IPS's IDDP™, an unique drug discovery system, is a standard platform of drug discovery which can rapidly and economically find out lead materials and druggable candidates ranging from target analysis to lead optimization. It includes technologies such as "in silico structure-based drug design", "Protein chip-based screening & profiling" and "Cell-based assay"
In silico virtual screening of an inhibitor was carried out from the pytochemical library on the basis of structure of OPN binding site of integrin αvβ3. The inhibitors were further screened by protein chip-based screening method based on competitive inhibition assay of OPN-Integrin interaction in a dose-dependent manner.The biological function of the active lead compounds were analyzed by cell-based and in vivo assay including osteoclast differentiation and bone resorption.
Background and unmet needs
In osteoporosis drug market, the majority of the current treatment of osteoporosis are supplements and preventive agent. In addition, the effect is not enough for treatment. Moreover, the side effects were reported.
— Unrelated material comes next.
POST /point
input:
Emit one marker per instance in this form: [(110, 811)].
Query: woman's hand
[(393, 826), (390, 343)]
Therefore, the new target of the drug is needed.
Discovery and Achievements
Molecular target: Osteopontin (OPN), integrin αvβ3
Mechanism of action:
IPS-02001 is a specific inhibitor of protein-protein interaction (PPI) between osteopontin and integrin αvβ3.
Indication(s) proposed for the compound(s):
IPS-02001 prevents and treats Osteoporosis
Potency of the compound in relevant in vitro assays:
IPS-02001 specifically inhibit OPN in substrate of Integrin αvβ3.
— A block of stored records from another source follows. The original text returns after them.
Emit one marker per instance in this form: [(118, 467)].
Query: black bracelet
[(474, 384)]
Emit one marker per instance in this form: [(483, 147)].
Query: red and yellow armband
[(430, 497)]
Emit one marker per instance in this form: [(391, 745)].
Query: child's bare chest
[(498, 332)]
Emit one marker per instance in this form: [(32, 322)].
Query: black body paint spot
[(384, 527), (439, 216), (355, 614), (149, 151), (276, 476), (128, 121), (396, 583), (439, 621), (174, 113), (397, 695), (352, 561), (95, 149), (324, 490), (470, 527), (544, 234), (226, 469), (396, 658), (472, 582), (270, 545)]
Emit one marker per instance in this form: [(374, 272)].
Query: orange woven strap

IPS-02001's IC50 is higher than Alendronate. In 0.6μM (low concentration), Alendronate is not efficacy, but
IPS-02001 inhibit RANKL.
Potency of the compound when given to animals, route of administration
IPS-02001 has inhibitory activity of bone-resorption in the mouse model and has effect of treatment on the OVX mouse model as shown in following figures.
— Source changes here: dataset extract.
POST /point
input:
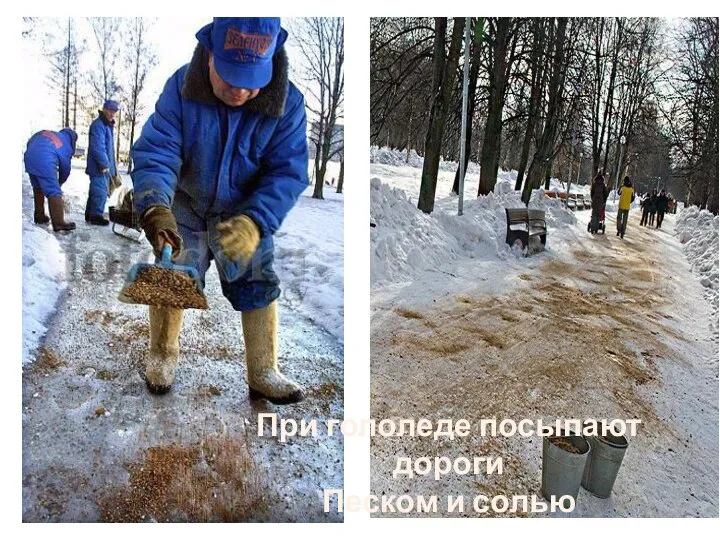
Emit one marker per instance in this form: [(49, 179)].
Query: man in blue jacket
[(47, 161), (218, 166), (100, 162)]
Toxicology and safety report summary
Pre-clinical test - Toxicity test of IPS-02001 is as follows;
· Ames Test : Negative
· Chromosomal Aberration Assay : Negative
· Micronucleus Assay : Negative
· Acute oral toxicity : 2000mg/kg (MLD) (RAT)
PK test of IPS-02001 is as follows;
· Transcytosis Test : 70% ~ 80%, · Protein Binding : non-specific biding(NSB) - Negative
· Metabolic stability : Excellent stability
· Cyp450 : Inhibition of CYP metabolic enzymes is low
· Fomulation Analysis : Concentration of 1mg/ml and 200mg/ml is stable.